Roundtable on responsible business conduct

Keynote by Ms. Alissar Chaker, UNDP Resident Representative

March 28, 2024

Welcome participants and thank organizers. 

UNDP has been spearheading efforts to promote the responsible business agenda in Asia. In Cambodia, we have participated in discussions and advocacy on responsible business conduct with the private sector and EuroCham. We also apply systematically due diligence to all our partnerships with the private sector and raise awareness and knowledge on responsible business conduct throughout the process. We hope to expand our work and see a growing momentum in the country.

This dialogue is very timely. Cambodia has made commendable progress on its commitment to sustainable development, as demonstrated by its upcoming LDC graduation. The ongoing rebranding of Cambodia as an attractive destination for trade and investment presents an opportunity to reconfigure the country's economy: as one that not only performs well financially, but one that does so while developing the human capital and enhancing environment resilience. This is also the commitment of the Pentagonal Strategy.

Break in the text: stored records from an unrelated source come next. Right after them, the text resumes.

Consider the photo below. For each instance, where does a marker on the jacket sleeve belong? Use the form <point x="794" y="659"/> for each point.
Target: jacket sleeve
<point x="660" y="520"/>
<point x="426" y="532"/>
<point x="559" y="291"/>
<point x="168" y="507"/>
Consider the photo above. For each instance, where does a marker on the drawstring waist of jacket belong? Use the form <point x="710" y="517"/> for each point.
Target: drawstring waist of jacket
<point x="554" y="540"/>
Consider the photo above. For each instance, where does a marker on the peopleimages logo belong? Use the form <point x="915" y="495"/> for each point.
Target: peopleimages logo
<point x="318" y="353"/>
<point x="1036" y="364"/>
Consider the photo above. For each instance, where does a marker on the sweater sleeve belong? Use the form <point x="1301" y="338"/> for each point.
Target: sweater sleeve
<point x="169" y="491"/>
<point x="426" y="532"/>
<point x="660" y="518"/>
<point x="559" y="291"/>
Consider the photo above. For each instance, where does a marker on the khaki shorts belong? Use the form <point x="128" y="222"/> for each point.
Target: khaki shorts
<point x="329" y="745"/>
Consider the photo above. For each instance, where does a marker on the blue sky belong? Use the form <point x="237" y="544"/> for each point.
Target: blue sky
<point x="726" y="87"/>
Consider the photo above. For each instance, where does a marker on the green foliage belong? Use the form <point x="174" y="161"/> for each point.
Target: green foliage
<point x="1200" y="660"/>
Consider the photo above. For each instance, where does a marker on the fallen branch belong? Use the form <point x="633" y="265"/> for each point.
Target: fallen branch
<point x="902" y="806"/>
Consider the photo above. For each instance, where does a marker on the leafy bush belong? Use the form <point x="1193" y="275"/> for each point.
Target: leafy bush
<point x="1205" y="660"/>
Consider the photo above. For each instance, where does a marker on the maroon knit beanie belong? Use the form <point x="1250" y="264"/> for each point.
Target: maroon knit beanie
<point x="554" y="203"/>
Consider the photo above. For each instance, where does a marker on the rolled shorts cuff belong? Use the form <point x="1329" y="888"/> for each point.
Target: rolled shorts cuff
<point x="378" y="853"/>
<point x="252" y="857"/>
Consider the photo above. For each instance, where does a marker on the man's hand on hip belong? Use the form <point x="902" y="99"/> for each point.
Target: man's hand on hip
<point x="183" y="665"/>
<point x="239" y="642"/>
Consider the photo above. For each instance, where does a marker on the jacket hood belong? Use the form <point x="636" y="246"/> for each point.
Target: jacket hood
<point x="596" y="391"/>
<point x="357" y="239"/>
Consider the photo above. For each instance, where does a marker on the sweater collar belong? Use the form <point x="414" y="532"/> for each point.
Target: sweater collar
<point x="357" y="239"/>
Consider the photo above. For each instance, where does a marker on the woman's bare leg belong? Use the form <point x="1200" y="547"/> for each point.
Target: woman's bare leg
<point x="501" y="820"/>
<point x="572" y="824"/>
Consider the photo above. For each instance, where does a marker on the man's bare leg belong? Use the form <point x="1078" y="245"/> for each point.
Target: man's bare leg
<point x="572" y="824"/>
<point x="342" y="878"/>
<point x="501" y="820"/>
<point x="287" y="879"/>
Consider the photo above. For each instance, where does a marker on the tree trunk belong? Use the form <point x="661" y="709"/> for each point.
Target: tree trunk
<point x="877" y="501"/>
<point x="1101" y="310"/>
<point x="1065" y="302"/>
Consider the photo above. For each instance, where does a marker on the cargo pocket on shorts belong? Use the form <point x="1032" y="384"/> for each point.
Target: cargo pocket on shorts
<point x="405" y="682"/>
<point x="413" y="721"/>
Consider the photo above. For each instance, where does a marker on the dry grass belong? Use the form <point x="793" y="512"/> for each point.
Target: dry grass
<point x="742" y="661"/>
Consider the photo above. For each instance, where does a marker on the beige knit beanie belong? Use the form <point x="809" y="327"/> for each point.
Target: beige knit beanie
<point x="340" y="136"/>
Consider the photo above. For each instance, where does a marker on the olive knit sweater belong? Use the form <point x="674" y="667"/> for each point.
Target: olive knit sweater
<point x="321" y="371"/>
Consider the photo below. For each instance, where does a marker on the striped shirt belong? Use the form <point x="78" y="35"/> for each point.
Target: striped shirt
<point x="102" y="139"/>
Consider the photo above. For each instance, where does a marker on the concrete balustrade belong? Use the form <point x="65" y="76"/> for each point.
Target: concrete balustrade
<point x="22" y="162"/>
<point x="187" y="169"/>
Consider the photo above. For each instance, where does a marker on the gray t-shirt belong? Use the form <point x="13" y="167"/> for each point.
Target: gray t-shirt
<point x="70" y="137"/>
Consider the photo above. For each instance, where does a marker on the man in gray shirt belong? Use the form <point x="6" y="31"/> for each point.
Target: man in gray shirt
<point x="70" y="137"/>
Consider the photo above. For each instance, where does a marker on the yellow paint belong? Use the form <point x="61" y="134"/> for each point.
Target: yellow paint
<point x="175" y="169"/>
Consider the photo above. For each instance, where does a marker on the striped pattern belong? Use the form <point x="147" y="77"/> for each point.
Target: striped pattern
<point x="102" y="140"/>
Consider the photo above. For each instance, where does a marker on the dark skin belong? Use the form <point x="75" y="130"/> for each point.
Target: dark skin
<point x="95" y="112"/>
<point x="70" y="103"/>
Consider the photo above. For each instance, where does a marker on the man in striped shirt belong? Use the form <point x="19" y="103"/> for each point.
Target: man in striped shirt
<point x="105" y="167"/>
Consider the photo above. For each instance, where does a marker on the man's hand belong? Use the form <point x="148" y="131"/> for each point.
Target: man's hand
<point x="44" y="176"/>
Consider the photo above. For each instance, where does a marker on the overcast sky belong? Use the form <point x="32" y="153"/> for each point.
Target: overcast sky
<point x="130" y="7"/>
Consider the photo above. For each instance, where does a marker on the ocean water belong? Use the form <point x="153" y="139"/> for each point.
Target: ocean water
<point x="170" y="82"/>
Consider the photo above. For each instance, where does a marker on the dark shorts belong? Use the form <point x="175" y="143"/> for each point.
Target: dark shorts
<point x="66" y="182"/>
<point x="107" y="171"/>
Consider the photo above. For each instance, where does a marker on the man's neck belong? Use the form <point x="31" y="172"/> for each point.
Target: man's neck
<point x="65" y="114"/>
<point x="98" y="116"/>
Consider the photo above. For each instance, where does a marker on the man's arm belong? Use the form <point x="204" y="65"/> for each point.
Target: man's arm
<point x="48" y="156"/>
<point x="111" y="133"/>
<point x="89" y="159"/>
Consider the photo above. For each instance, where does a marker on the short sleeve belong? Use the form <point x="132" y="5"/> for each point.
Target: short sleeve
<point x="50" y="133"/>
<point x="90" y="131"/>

The UN Guiding Principles on Business and Human Rights, or UNGPs, which were unanimously endorsed by the Human Rights Council in June 2011, provide a pathway to build an inclusive and sustainable economy. As Cambodia prepares for LDC graduation and upcoming mandatory human rights due diligence, or HRDD, laws, the guiding principles provide guidance for states and businesses to play their part in protecting, respecting and remediating any violation or harm.

The guiding principles can also assist states and businesses in contributing to achieving the Sustainable Development Goals and enhancing their competitiveness and access to certain important market, such as the EU – the second biggest trade partner in Cambodia.  

The 2030 Agenda has become a leading narrative about the role of business in society. Many businesses have embraced the SDGs, and various platforms and initiatives have emerged to harness the power of business in realizing them. We’ve seen an increased demand from exporting companies in seeking more sustainable business models, reducing their carbon footprint, and implementing measures to protect workers and communities. The SDGs can unlock the transformative potential of the private sector and prompt changes in financing as well as consumption and production patterns that support both financial performance and sustainable development.  

Milton Friedman's old adage – that says that the 'business of business is business’ – no longer holds.  Respecting human rights is not just a moral imperative. It has also become an economic imperative.

It is in this context that the governments of the UK and Australia enacted legislation on Modern Slavery in 2015 and 2018. Moreover, several European states have started enacting mandatory human rights due diligence laws. As of now, France, Germany, Norway, The Netherlands, and Switzerland have already passed such legislation. More importantly, the European Commission’s forthcoming Corporate Sustainability Due Diligence Directive will impose an obligation on companies to conduct due diligence in relation to human rights, labor rights, and the environment, including in their supply chains. All these legislative majors will impact the supply chains in Cambodia.   

We must note that businesses impact not only Human Rights, but also the environment and climate change. Increasingly, all these responsibilities of companies are integrated under the framework set by the UN Guiding Principles. Under the EU Directive, covered companies should have the plan to ensure that their business strategy is compatible with efforts to limit global warming to 1.5 °C in line with the Paris Agreement. Landmark resolutions by the UN General Assembly and Human Rights Council recognize the human right to a Clean, Healthy and Sustainable Environment. This means that companies now also need to consider the environment when conducting Human Rights Due Diligence. UNDP is promoting an integrated approach to Environmental and Human Rights Due Diligence.

Ladies and Gentlemen,

Going forward, greater ambition and a faster pace must remain our imperative. 

We must take more decisive steps and convince more and more stakeholders to become agents for change in promoting the Responsible Business Agenda.

Every stakeholder in Cambodia has a role to play in sustainable and resilient LDC graduation and development.

The government must engage in a process to develop a National Action Plan to promote the responsible business agenda and expand access to justice for human rights violations resulting from business operations.

Businesses are expected to adopt responsible business practices that have an actual impact on rightsholders which is essential to sustain development. Capacity development on human rights due diligence must be made available to small and medium size companies. This is a shared responsibility to ensure level-fields and inclusion. 

Consumers, media, and youth must be mobilized to provide bottom-up pressure to influence production and consumption patterns.

Stronger alliances must be forged with universities, specialized NGOs, and human rights and environmental experts to form and support companies in due diligence processes.

In this, UNDP Cambodia reaffirms its commitment to support efforts for accelerating responsible business conduct. We will further expand our efforts to better equip governments and companies to understand and act upon their duties and responsibilities to prevent business-related abuses. 

The road ahead will no doubt present us with hurdles and unexpected challenges, but if we place people at the center of our efforts, we can weather this storm together.

I wish you all successful deliberations and look forward to continuing engagement during this round table and beyond.